To be fair, however, John McCain has some concrete proposals:
A cease-fire that holds is a vital first step, but only one. With our allies, we now must stand in united purpose to persuade the Russian government to end violence permanently and withdraw its troops from Georgia. International monitors must gain immediate access to war-torn areas in order to avert an even greater humanitarian disaster, and we should ensure that emergency aid lifted by air and sea is delivered.
Charles Krauthammer has a few other proposals that are worth adopting as well:
1. Suspend the NATO-Russia Council established in 2002 to help bring Russia closer to the West. Make clear that dissolution will follow suspension. The council gives Russia a seat at the NATO table. Message: Invading neighboring democracies forfeits the seat. 2. Bar Russian entry to the World Trade Organization. 3. Dissolve the G-8. Putin’s dictatorial presence long made it a farce but no one wanted to upset the bear by expelling it. No need to. The seven democracies simply withdraw. Then immediately announce the reconstitution of the original G-7. 4. Announce a U.S.-European boycott of the 2014 Winter Olympics at Sochi. To do otherwise would be obscene.
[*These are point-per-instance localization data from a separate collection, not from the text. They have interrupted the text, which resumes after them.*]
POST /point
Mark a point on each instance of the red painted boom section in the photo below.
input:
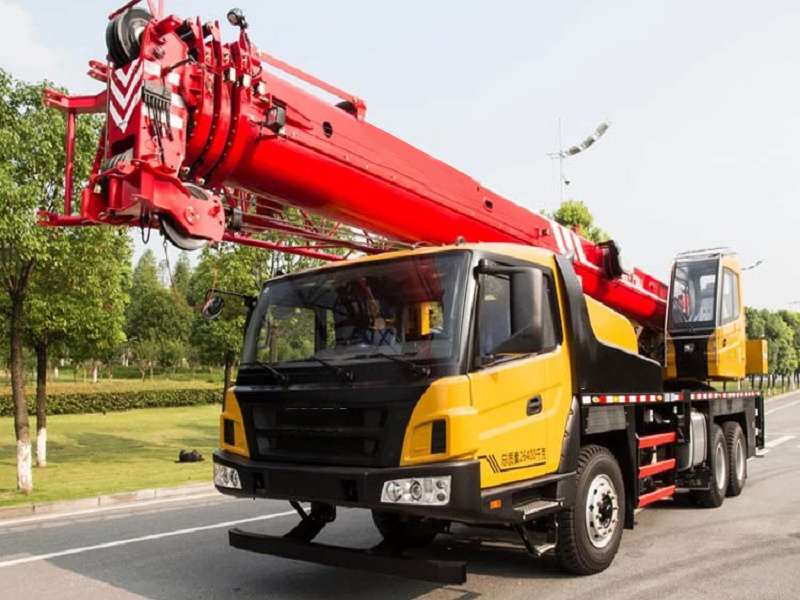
(192, 110)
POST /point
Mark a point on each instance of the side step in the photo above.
(660, 467)
(377, 559)
(537, 508)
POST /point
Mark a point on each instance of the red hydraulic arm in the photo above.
(207, 141)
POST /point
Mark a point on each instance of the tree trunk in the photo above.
(228, 373)
(41, 404)
(21, 426)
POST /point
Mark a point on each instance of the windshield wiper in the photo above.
(281, 377)
(414, 370)
(344, 375)
(497, 359)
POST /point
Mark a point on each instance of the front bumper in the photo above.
(359, 486)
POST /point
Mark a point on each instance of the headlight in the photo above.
(226, 477)
(433, 491)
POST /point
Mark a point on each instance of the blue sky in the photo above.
(704, 99)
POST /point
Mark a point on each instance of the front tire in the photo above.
(590, 532)
(737, 457)
(715, 495)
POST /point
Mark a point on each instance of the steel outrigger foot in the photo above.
(375, 560)
(313, 522)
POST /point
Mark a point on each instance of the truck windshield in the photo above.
(408, 307)
(694, 294)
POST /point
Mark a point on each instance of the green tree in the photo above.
(32, 165)
(76, 300)
(181, 275)
(574, 214)
(783, 359)
(156, 316)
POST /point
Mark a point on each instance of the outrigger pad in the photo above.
(377, 560)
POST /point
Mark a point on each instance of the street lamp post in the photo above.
(573, 150)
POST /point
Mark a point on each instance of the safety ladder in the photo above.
(664, 467)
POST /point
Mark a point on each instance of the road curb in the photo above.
(781, 396)
(120, 498)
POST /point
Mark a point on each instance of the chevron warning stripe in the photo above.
(629, 398)
(125, 86)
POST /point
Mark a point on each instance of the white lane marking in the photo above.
(144, 538)
(776, 409)
(778, 441)
(91, 511)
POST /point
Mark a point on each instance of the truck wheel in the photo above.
(406, 531)
(737, 457)
(589, 533)
(714, 496)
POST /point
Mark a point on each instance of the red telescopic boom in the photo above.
(207, 141)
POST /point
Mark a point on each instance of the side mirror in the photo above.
(213, 308)
(527, 313)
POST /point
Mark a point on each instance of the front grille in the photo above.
(347, 429)
(313, 431)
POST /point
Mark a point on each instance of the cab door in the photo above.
(517, 394)
(731, 334)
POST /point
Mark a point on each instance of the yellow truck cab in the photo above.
(473, 384)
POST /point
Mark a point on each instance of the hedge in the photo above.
(70, 404)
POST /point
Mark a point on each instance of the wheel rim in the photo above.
(602, 511)
(719, 467)
(740, 460)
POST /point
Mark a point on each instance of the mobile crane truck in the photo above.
(496, 370)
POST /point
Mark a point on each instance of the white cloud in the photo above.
(20, 52)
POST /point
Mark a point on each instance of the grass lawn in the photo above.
(62, 386)
(89, 455)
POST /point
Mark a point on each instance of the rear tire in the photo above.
(737, 457)
(718, 461)
(590, 532)
(406, 531)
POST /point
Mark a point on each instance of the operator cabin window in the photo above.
(730, 296)
(494, 317)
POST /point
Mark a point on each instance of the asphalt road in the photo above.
(747, 549)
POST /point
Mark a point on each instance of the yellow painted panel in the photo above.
(757, 358)
(610, 327)
(233, 412)
(447, 399)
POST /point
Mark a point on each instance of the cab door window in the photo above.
(494, 324)
(730, 296)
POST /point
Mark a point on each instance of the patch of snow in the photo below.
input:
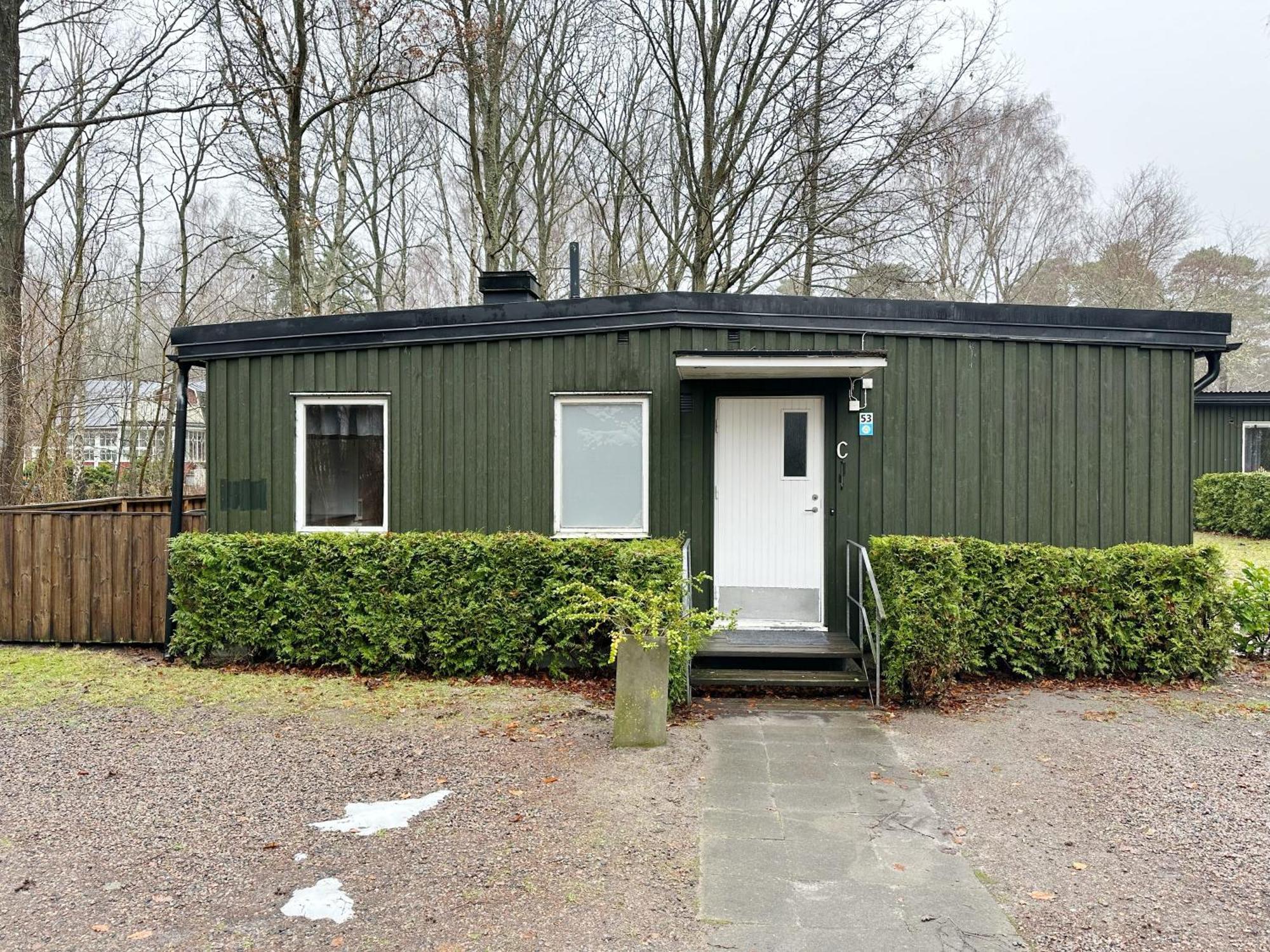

Sochi is 15 miles from Abkhazia, the other Georgian province just invaded by Russia. The Games will become a riveting contest between the Russian, Belarusian and Jamaican bobsled teams.
Although Max Boot has said we should even arm the Georgians, it seems virtually everyone, including McCain, is stopping short of saying we should do that. Krauthammer proposed a middle road: send Putin a copy of Charlie Wilson’s War.